Il mercato di riferimento SoftBank Group sta crollando di quasi l'11 percento dopo che la sua sussidiaria ha registrato una enorme perdita trimestrale, mentre l'operatore di Uniqlo Fast Retailing sta aggiungendo più dell'1 percento. Tra gli automobilisti, Honda e Toyota stanno scendendo di 0,1 al 0,2 percento ciascuna.
Nel settore tecnologico, Advantest sta avanzando dello 0,5 percento e Tokyo Electron sta avanzando di più del 2 percento, mentre Screen Holdings sta scendendo di 0,2 percento. Nel settore bancario, Sumitomo Mitsui Financial sta perdendo più dell'1 percento, Mitsubishi UFJ Financial è in calo di quasi l'1 percento e Mizuho Financial sta diminuendo dell'1,5 percento.

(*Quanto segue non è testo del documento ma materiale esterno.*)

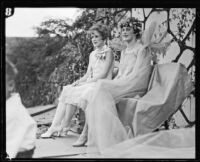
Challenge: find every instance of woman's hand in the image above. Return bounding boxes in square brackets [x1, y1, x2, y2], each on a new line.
[72, 80, 80, 87]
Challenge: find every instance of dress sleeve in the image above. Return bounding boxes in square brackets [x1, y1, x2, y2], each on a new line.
[115, 50, 124, 79]
[143, 21, 171, 62]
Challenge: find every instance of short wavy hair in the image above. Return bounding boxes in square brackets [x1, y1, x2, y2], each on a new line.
[119, 17, 142, 39]
[88, 23, 109, 40]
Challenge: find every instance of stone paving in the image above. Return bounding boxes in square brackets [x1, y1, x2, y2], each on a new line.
[28, 105, 86, 158]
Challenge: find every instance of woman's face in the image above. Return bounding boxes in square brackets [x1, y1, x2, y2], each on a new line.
[91, 30, 104, 48]
[121, 27, 135, 42]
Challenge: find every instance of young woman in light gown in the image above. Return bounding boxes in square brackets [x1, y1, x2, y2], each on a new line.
[41, 24, 114, 144]
[86, 18, 159, 155]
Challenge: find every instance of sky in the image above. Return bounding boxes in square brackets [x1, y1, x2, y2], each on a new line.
[6, 8, 80, 37]
[6, 8, 195, 66]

I principali esportatori sono misti, con Sony che avanza dello 0,1 percento, mentre Panasonic, Mitsubishi Electric e Canon sono piatti. Tra gli altri importanti perdenti, Dowa Holdings sta crollando di più del 14 percento, Olympus sta precipitando di quasi il 9 percento e Dai Nippon Printing sta scivolando di più del 7 percento, mentre Fujikura, Nikon, Sumitomo Mitsui Trust e Mitsubishi Motors stanno perdendo più del 4 percento ciascuno. Taisei e Toppan stanno diminuendo di quasi il 4 percento ciascuno, mentre Daiichi Sankyo, Aozora Bank, Seven & I Holdings, Sumitomo Heavy Industries e NTN sono in calo di più del 3 percento ciascuno.

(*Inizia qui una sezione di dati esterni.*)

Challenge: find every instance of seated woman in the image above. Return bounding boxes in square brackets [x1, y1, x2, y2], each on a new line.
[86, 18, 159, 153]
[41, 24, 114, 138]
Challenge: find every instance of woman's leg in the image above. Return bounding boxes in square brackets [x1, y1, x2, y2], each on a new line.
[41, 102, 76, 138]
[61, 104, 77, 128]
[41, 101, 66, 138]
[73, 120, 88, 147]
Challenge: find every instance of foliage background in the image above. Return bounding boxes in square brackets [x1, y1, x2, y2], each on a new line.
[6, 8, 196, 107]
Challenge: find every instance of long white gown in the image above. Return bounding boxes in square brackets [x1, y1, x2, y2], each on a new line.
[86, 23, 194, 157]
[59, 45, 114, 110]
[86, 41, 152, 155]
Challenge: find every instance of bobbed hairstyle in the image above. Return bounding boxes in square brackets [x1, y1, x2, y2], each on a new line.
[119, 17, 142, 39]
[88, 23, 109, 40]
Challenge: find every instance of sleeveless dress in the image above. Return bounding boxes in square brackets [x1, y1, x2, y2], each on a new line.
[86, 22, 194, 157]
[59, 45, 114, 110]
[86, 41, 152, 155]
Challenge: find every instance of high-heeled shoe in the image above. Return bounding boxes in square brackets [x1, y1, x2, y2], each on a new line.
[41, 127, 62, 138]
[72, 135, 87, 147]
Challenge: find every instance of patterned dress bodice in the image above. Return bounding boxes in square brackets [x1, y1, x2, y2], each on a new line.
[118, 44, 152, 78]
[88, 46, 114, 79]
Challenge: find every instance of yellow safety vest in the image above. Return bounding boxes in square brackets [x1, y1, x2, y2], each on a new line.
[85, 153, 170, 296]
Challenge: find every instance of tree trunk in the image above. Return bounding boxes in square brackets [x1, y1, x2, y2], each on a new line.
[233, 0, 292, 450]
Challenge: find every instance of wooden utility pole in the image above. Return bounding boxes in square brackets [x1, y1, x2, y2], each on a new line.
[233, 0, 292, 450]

Al contrario, Shiseido sta impennandosi di quasi il 6 percento e Toto sta guadagnando più del 5 percento, mentre M3, Casio Computer e NTT Data stanno aggiungendo più del 3 percento ciascuno. Nidec e Hoya sono in aumento di quasi il 3 percento ciascuno.
Nel mercato valutario, il dollaro statunitense è scambiato nella fascia inferiore dei 139 yen lunedì.

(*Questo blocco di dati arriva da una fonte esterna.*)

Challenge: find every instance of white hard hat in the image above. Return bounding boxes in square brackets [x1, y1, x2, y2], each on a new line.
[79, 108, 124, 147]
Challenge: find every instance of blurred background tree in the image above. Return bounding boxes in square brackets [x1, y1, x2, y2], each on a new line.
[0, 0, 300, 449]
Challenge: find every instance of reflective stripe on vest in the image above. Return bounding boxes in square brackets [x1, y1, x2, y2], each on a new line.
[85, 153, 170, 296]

A Wall Street, le azioni hanno visto un ulteriore rialzo durante la negoziazione venerdì, a seguito del notevole rally visto durante la sessione di giovedì. Con il movimento al rialzo esteso, il Dow ha raggiunto un massimo di chiusura di quasi tre mesi, mentre il Nasdaq e l'S&P 500 sono saliti ai loro migliori livelli di chiusura in quasi due mesi.
Il Nasdaq, orientato alla tecnologia, è salito di 209,18 punti o dell'1,9 percento a 11.323,33, l'S&P 500 è salito di 36,56 punti o dello 0,9 percento a 3.992,93 e il Dow è salito di 32,49 punti o dello 0,1 percento a 33.747,86.
Nel frattempo, i principali mercati europei hanno registrato una performance mista nella giornata. Mentre l'indice FTSE 100 del Regno Unito è scivolato dello 0,8 percento, l'indice DAX tedesco e l'indice CAC 40 francese sono entrambi saliti dello 0,6 percento.
I prezzi del petrolio greggio sono aumentati venerdì, sostenuti da un dollaro debole e da segnalazioni sulla Cina che riduce le restrizioni sulla quarantena. I futures sul petrolio greggio West Texas Intermediate per dicembre sono terminati in aumento di 2,49 dollari o del 2,9 percento a 88,96 dollari al barile.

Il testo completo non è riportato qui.